Due to the fact that his remains were never recovered, he is named on the Runnymede Memorial in Surrey.
The remaining crew members were two Australian Flight Sergeants, both wireless operators under taking training.
F/Sgt Sydney James Herbert YOUNG 424503 hailed from
Annandale, Sydney, Australia, having been born there in
September 1923. His parents are recorded as being Herbert
Lionel and Eleanor Adeline Young. It is noted that he gave
no details of his father in his service record and his mother
was his only next of kin provided for, though a Miss Joy Evans
from Manlay, New South Wales was also named as a contact in
event of Emergency. prior to joining the services in 1942
he worked as a Telephone operator with the General Post Office
in Sydney. His initial training including trade training
in aerial gunnery and wireless telegraphy were conducted in
Young had arrived in the UK on the 10 Sep 1943 and then passed through a succession of Radio Schools before ending up at 10 Radio School.
The Sydney Morning Herald of Tuesday, 25 April 1946 carried the following remembrance notice:
YOUNG- Flt.-Sgt.

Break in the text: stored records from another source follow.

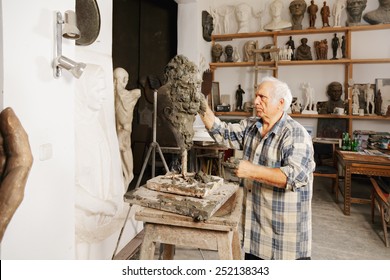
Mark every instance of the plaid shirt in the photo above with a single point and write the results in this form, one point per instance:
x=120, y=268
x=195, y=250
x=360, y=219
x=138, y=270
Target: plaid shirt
x=276, y=222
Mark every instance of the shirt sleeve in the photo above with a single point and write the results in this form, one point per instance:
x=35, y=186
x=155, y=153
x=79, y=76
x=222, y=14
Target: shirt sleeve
x=228, y=134
x=298, y=160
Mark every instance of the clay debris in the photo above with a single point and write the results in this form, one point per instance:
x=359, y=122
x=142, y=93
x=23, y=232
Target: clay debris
x=194, y=185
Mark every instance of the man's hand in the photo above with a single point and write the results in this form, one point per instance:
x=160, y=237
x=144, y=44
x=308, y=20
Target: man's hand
x=15, y=164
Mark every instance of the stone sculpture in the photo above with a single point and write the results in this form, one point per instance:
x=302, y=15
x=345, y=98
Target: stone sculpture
x=125, y=101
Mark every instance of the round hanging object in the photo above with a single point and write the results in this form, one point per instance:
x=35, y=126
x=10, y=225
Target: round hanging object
x=88, y=21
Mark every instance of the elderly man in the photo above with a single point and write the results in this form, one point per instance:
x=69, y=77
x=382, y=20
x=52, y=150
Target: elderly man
x=277, y=169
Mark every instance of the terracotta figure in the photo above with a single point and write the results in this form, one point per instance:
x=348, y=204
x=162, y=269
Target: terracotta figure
x=297, y=11
x=312, y=10
x=303, y=51
x=338, y=7
x=325, y=15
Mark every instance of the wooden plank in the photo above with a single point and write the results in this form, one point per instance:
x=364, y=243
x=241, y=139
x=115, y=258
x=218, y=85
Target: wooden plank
x=131, y=248
x=226, y=222
x=199, y=209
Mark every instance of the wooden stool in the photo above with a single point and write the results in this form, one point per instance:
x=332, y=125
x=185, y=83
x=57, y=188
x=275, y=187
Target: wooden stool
x=219, y=233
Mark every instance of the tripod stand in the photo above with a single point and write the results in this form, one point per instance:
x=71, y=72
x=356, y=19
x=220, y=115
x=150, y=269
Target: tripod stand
x=151, y=151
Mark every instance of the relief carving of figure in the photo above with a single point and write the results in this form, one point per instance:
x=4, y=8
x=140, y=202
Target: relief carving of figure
x=125, y=101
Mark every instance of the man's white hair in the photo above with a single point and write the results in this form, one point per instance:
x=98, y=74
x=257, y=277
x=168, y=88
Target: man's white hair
x=280, y=90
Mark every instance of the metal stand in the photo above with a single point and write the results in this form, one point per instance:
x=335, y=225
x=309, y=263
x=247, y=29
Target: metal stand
x=152, y=148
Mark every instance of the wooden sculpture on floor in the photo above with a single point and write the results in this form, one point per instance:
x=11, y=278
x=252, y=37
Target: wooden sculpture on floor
x=15, y=161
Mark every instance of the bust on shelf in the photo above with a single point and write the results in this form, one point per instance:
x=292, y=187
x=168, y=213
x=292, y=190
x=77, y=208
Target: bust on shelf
x=380, y=15
x=297, y=11
x=334, y=91
x=303, y=51
x=276, y=23
x=355, y=10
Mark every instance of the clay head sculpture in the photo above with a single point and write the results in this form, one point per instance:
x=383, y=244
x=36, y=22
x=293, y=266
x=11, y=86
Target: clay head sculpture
x=179, y=101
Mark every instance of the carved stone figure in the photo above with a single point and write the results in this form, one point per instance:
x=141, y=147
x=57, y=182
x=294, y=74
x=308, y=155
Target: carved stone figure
x=243, y=12
x=343, y=46
x=249, y=46
x=216, y=52
x=276, y=23
x=297, y=11
x=229, y=53
x=207, y=25
x=303, y=51
x=355, y=10
x=335, y=45
x=380, y=15
x=312, y=10
x=291, y=45
x=325, y=15
x=125, y=101
x=370, y=98
x=239, y=93
x=334, y=91
x=16, y=160
x=355, y=100
x=308, y=93
x=378, y=103
x=321, y=48
x=338, y=7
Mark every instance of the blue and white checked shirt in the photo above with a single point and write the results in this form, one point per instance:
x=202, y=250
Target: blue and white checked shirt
x=277, y=222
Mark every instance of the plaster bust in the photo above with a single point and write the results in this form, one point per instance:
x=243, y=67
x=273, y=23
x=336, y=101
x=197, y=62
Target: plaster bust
x=355, y=10
x=297, y=11
x=277, y=23
x=216, y=52
x=380, y=15
x=208, y=25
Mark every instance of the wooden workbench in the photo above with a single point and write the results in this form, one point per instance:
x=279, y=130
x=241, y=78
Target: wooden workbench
x=218, y=233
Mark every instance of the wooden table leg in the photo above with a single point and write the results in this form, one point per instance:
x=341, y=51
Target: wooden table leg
x=347, y=191
x=224, y=241
x=148, y=246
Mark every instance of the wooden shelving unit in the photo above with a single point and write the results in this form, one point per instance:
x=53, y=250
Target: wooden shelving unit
x=348, y=62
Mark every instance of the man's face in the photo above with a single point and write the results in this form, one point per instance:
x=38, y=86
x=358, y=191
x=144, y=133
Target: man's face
x=356, y=7
x=297, y=8
x=384, y=2
x=265, y=106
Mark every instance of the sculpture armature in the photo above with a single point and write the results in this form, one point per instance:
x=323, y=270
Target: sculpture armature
x=125, y=101
x=15, y=162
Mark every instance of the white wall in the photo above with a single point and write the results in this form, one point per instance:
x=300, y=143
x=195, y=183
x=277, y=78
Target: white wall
x=364, y=44
x=43, y=225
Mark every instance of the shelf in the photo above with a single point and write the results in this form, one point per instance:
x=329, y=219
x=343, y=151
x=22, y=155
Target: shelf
x=233, y=114
x=214, y=65
x=330, y=116
x=229, y=37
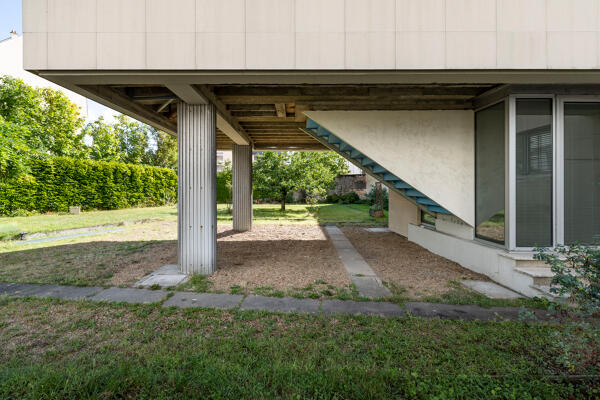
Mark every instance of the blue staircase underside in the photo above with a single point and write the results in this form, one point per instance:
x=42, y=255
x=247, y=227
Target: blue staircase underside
x=394, y=183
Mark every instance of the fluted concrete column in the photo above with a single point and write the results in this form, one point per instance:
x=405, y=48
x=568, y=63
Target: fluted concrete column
x=197, y=188
x=242, y=187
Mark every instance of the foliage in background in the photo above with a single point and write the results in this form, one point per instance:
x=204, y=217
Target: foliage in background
x=126, y=140
x=275, y=174
x=41, y=118
x=55, y=183
x=225, y=185
x=372, y=196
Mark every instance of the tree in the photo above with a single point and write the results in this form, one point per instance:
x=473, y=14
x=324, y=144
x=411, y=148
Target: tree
x=45, y=118
x=129, y=141
x=105, y=144
x=164, y=154
x=278, y=173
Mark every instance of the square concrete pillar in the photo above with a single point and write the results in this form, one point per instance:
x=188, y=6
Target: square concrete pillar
x=197, y=188
x=242, y=187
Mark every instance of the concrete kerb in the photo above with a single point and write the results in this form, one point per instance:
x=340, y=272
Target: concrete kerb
x=270, y=304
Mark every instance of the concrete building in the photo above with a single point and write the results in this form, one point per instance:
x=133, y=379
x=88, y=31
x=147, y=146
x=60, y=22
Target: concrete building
x=482, y=114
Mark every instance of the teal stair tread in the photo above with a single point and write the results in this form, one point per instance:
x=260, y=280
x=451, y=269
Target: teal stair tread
x=391, y=180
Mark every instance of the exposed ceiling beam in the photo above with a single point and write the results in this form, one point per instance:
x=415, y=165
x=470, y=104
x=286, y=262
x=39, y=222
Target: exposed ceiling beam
x=120, y=102
x=280, y=109
x=187, y=93
x=225, y=122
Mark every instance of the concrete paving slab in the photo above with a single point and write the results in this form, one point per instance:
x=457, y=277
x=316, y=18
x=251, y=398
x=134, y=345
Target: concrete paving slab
x=206, y=300
x=65, y=292
x=361, y=274
x=17, y=289
x=330, y=307
x=370, y=287
x=166, y=276
x=491, y=289
x=130, y=295
x=284, y=304
x=378, y=230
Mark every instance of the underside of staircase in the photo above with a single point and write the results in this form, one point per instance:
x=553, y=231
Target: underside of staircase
x=370, y=166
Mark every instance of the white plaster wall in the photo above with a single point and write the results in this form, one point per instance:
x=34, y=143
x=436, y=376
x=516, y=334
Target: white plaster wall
x=478, y=257
x=430, y=150
x=452, y=226
x=401, y=214
x=312, y=34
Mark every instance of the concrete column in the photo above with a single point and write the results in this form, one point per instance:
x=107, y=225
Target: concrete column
x=197, y=188
x=242, y=187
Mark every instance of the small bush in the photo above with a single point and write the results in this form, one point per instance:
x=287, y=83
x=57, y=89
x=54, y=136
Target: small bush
x=576, y=273
x=372, y=196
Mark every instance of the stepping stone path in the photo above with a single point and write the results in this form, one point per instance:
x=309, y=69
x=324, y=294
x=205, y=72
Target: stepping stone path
x=167, y=276
x=491, y=290
x=361, y=274
x=270, y=304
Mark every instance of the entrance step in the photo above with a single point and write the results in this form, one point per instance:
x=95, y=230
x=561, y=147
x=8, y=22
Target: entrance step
x=541, y=276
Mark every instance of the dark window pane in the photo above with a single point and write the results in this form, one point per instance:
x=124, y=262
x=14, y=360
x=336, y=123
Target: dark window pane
x=582, y=172
x=534, y=172
x=489, y=173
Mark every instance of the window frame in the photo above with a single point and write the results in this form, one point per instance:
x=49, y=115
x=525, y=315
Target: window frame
x=560, y=159
x=483, y=239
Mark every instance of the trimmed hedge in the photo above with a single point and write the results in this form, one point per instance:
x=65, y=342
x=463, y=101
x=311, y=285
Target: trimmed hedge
x=56, y=183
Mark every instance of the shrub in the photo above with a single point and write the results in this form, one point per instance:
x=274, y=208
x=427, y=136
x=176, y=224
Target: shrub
x=372, y=195
x=576, y=273
x=55, y=183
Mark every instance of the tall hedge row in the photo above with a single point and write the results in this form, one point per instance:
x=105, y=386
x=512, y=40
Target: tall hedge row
x=56, y=183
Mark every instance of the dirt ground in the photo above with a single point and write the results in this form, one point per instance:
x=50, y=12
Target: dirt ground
x=280, y=256
x=406, y=264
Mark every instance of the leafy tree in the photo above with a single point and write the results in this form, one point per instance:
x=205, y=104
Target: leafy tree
x=165, y=152
x=278, y=173
x=129, y=141
x=105, y=144
x=14, y=152
x=44, y=118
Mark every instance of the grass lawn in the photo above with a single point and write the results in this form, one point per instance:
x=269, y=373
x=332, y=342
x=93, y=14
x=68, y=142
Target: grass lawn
x=263, y=214
x=66, y=350
x=60, y=221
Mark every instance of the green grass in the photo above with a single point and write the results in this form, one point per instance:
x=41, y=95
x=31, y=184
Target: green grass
x=61, y=221
x=460, y=295
x=66, y=350
x=263, y=214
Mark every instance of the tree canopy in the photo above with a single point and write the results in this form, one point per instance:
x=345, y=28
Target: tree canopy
x=276, y=174
x=42, y=118
x=42, y=122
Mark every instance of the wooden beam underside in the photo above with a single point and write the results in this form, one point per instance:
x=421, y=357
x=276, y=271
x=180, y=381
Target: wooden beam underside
x=270, y=116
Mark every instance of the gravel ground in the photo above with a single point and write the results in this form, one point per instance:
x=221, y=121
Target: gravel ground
x=280, y=256
x=406, y=264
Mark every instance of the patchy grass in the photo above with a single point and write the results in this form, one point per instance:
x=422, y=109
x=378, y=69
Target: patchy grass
x=459, y=294
x=53, y=349
x=263, y=214
x=60, y=221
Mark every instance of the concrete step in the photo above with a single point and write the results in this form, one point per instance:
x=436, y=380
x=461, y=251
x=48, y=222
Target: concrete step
x=541, y=276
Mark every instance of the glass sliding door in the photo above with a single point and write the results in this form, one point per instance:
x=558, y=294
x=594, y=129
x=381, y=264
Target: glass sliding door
x=490, y=172
x=582, y=172
x=534, y=159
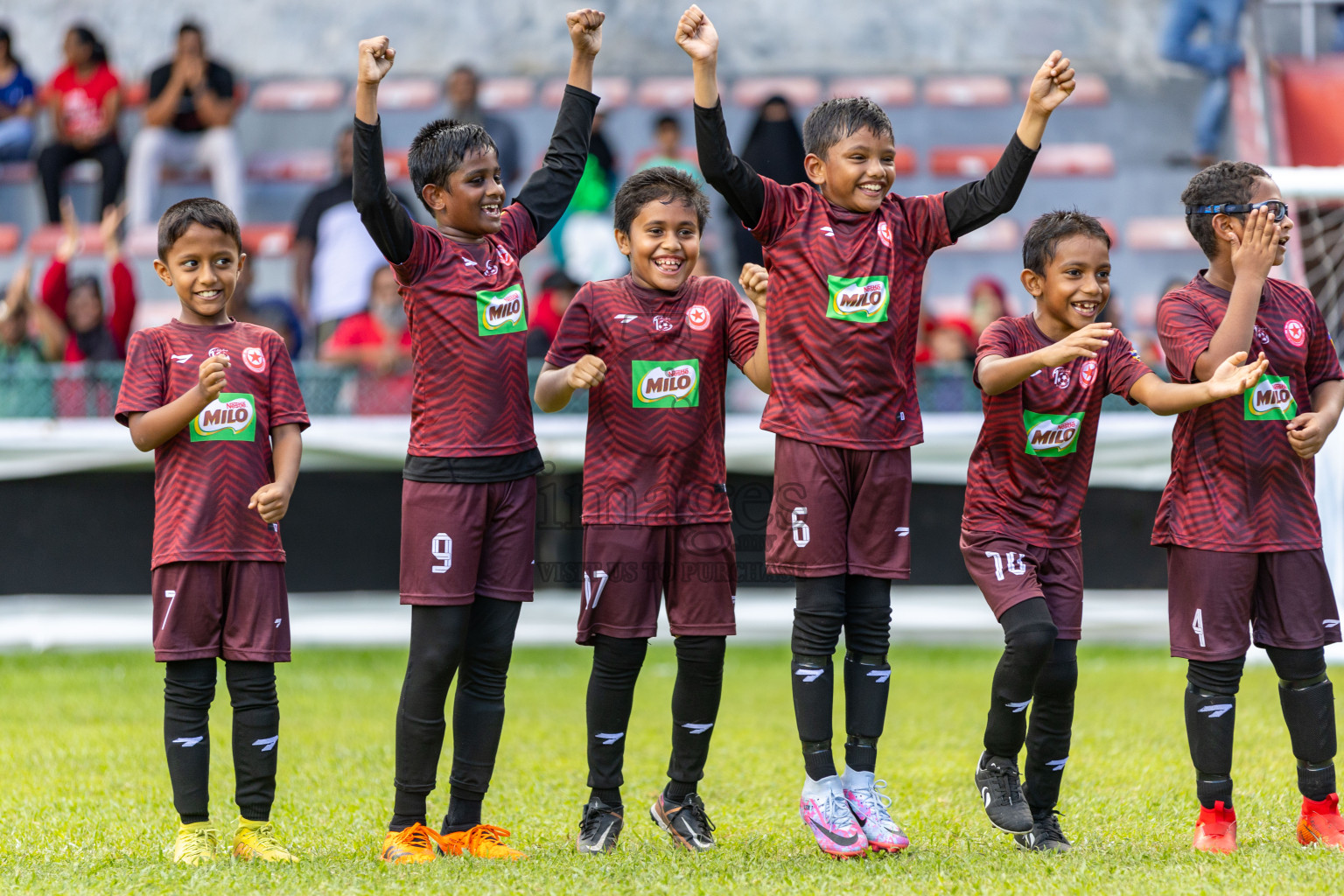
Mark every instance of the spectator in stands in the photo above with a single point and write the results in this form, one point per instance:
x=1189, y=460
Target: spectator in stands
x=17, y=103
x=461, y=90
x=774, y=150
x=333, y=256
x=668, y=150
x=77, y=303
x=187, y=124
x=84, y=100
x=1216, y=55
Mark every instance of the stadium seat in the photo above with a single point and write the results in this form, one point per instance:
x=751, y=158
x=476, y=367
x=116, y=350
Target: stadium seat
x=306, y=94
x=968, y=90
x=268, y=241
x=614, y=92
x=892, y=90
x=506, y=93
x=800, y=90
x=1158, y=234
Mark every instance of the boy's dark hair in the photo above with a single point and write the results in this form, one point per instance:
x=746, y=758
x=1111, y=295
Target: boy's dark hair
x=207, y=213
x=836, y=118
x=657, y=185
x=1042, y=240
x=438, y=150
x=1223, y=182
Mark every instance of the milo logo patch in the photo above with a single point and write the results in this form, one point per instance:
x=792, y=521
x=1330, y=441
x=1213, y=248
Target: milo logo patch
x=501, y=312
x=1270, y=399
x=666, y=383
x=1051, y=434
x=863, y=300
x=228, y=418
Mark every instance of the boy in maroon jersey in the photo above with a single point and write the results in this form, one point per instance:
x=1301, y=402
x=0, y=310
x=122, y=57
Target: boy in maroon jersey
x=845, y=265
x=469, y=491
x=1045, y=376
x=218, y=403
x=654, y=348
x=1238, y=514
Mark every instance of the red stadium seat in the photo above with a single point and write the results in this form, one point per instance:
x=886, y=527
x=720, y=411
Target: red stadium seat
x=268, y=241
x=892, y=90
x=308, y=94
x=292, y=164
x=1158, y=234
x=799, y=89
x=968, y=90
x=614, y=92
x=506, y=93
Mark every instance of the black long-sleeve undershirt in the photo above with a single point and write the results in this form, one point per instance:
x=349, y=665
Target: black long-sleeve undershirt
x=968, y=207
x=544, y=196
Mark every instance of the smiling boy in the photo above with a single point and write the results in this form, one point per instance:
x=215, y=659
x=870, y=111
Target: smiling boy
x=652, y=348
x=847, y=262
x=469, y=484
x=218, y=403
x=1238, y=516
x=1043, y=378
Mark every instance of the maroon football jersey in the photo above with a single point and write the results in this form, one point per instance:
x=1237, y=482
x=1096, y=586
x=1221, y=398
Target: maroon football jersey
x=468, y=321
x=206, y=474
x=654, y=436
x=844, y=312
x=1030, y=468
x=1236, y=482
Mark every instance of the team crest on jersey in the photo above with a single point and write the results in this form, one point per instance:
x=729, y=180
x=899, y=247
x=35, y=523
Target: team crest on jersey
x=1294, y=332
x=1051, y=434
x=228, y=418
x=1270, y=399
x=862, y=300
x=501, y=312
x=666, y=383
x=255, y=359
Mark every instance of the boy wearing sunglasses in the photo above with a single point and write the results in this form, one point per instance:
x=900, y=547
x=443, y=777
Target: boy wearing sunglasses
x=1238, y=516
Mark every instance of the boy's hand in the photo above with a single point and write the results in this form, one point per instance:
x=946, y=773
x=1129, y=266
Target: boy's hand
x=375, y=60
x=696, y=35
x=754, y=281
x=1231, y=379
x=272, y=501
x=213, y=379
x=586, y=373
x=1253, y=253
x=586, y=30
x=1053, y=83
x=1085, y=343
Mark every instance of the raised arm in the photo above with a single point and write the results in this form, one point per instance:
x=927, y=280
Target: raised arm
x=383, y=216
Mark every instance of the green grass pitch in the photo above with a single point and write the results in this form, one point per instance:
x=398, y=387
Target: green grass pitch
x=87, y=803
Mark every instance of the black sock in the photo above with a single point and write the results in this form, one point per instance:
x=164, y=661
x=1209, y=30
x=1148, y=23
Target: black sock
x=188, y=690
x=695, y=708
x=616, y=668
x=1028, y=642
x=1051, y=725
x=252, y=690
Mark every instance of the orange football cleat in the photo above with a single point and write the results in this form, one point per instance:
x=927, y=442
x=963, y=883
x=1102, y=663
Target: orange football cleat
x=1320, y=822
x=1215, y=832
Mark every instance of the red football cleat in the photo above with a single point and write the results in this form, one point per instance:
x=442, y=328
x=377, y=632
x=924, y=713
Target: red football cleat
x=1215, y=832
x=1320, y=822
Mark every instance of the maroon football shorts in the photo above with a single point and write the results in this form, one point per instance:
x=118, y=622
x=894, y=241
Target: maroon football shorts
x=628, y=567
x=466, y=539
x=1216, y=599
x=1010, y=571
x=839, y=511
x=231, y=609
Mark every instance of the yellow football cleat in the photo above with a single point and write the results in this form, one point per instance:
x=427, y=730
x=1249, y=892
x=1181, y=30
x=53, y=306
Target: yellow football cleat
x=195, y=844
x=257, y=840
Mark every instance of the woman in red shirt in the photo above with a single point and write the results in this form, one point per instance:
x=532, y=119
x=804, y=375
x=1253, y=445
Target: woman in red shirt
x=84, y=100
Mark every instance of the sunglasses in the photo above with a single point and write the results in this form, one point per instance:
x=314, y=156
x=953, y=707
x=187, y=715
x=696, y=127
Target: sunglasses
x=1277, y=207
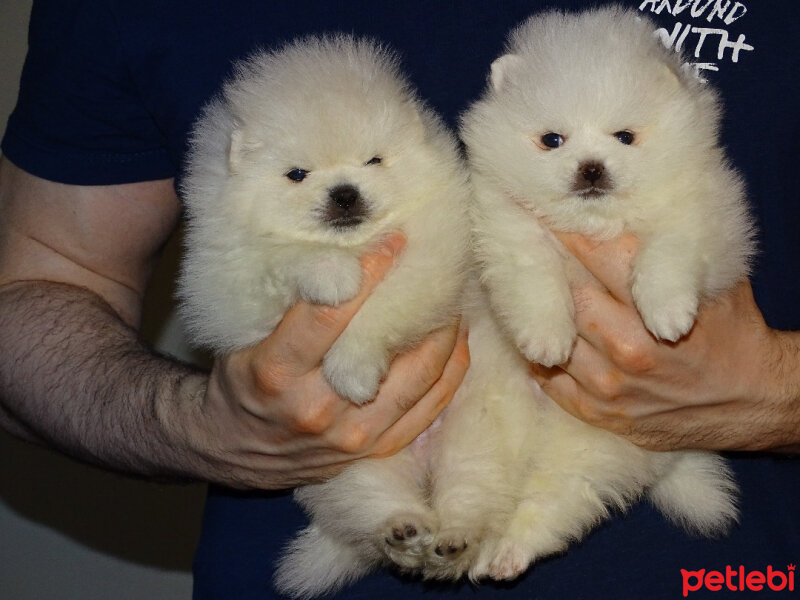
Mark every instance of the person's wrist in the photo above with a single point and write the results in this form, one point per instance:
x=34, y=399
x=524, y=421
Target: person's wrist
x=176, y=415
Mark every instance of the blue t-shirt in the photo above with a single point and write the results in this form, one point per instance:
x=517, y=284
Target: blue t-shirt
x=109, y=93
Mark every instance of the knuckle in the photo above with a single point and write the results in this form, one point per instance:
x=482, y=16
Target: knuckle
x=271, y=377
x=374, y=265
x=609, y=384
x=314, y=417
x=355, y=439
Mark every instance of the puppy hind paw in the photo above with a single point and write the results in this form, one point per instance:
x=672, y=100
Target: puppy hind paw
x=353, y=376
x=503, y=561
x=667, y=315
x=450, y=554
x=405, y=540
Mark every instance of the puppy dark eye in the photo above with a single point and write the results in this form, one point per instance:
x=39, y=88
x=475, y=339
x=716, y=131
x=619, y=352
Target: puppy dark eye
x=552, y=140
x=297, y=175
x=626, y=137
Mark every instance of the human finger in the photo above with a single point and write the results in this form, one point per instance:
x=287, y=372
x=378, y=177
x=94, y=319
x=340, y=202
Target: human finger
x=427, y=409
x=608, y=261
x=307, y=331
x=412, y=395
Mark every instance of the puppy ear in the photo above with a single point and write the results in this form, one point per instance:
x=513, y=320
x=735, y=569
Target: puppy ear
x=503, y=69
x=240, y=147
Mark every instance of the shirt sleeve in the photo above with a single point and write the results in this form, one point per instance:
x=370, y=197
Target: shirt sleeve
x=79, y=118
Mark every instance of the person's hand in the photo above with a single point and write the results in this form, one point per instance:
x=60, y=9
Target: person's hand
x=730, y=383
x=268, y=418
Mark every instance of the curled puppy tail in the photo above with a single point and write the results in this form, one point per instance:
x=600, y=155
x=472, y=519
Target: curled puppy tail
x=314, y=564
x=698, y=493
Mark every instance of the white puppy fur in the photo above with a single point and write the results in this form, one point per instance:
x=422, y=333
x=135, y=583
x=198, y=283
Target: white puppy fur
x=510, y=477
x=306, y=160
x=310, y=155
x=588, y=125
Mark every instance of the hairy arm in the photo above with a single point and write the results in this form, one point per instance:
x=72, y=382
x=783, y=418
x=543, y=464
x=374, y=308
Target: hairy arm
x=74, y=265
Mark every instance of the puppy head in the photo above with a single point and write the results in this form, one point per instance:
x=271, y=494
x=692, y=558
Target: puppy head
x=586, y=115
x=319, y=134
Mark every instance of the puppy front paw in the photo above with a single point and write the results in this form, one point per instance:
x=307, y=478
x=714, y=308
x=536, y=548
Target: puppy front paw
x=354, y=370
x=547, y=341
x=330, y=280
x=405, y=539
x=668, y=312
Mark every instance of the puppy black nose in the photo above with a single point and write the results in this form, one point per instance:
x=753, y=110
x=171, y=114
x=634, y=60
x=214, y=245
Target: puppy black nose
x=346, y=197
x=591, y=172
x=346, y=207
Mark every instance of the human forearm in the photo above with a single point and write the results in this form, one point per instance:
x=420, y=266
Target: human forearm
x=731, y=383
x=782, y=371
x=75, y=377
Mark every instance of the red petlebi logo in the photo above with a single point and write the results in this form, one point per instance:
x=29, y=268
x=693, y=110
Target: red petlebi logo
x=739, y=580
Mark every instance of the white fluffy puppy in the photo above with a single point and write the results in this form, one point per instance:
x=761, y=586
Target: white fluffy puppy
x=589, y=125
x=305, y=160
x=308, y=157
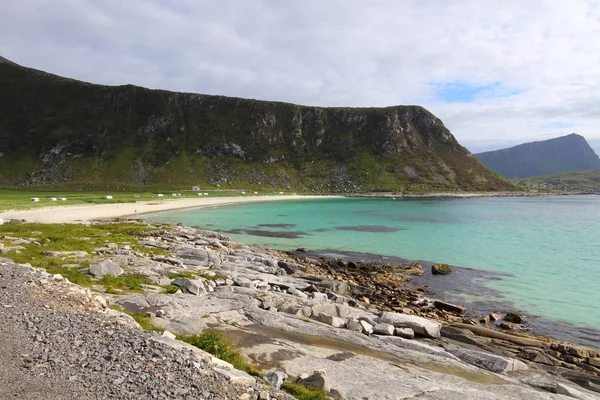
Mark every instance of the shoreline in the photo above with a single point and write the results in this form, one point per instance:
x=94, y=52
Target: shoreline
x=86, y=213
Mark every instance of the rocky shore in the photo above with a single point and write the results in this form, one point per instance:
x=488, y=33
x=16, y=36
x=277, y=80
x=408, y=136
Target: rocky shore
x=351, y=329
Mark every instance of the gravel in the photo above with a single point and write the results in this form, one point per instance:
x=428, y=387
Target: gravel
x=57, y=344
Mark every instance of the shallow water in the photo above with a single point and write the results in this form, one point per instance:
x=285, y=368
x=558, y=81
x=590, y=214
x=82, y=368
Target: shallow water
x=544, y=249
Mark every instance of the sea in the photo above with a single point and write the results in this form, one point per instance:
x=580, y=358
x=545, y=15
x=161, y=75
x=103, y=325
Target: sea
x=536, y=255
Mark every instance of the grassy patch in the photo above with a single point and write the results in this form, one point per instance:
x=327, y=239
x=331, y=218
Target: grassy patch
x=131, y=283
x=303, y=393
x=170, y=289
x=145, y=322
x=216, y=344
x=185, y=274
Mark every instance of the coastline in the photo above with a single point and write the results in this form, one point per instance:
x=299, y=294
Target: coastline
x=84, y=213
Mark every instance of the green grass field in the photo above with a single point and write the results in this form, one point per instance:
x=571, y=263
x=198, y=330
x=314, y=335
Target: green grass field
x=18, y=199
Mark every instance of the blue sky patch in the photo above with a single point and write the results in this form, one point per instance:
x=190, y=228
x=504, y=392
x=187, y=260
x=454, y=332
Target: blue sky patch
x=456, y=92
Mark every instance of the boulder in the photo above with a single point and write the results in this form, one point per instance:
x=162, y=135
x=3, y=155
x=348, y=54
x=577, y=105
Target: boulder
x=105, y=268
x=329, y=320
x=244, y=282
x=405, y=333
x=317, y=380
x=440, y=269
x=275, y=378
x=367, y=327
x=419, y=325
x=195, y=287
x=514, y=317
x=384, y=329
x=445, y=306
x=354, y=325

Sydney J. H.,
R.A.A.F., attached Coastal Command, R.A.F., previously
reported missing, now presumed to have lost his life over
St. George's Channel April 25, 1944, dearly loved son of
Eleanor Young, aged 20 years, loved brother of Joy (Mrs
Hancox), Lionel, Iris (deceased), Una (Mrs Pearce), of 44
Weston Street, Dulwich Hill. So dearly loved, so sadly
F/Sgt Reginald James TUDEHOPE, 424479 born in Sydney in
July 1919 to James Alfred and Mabel Tudehope.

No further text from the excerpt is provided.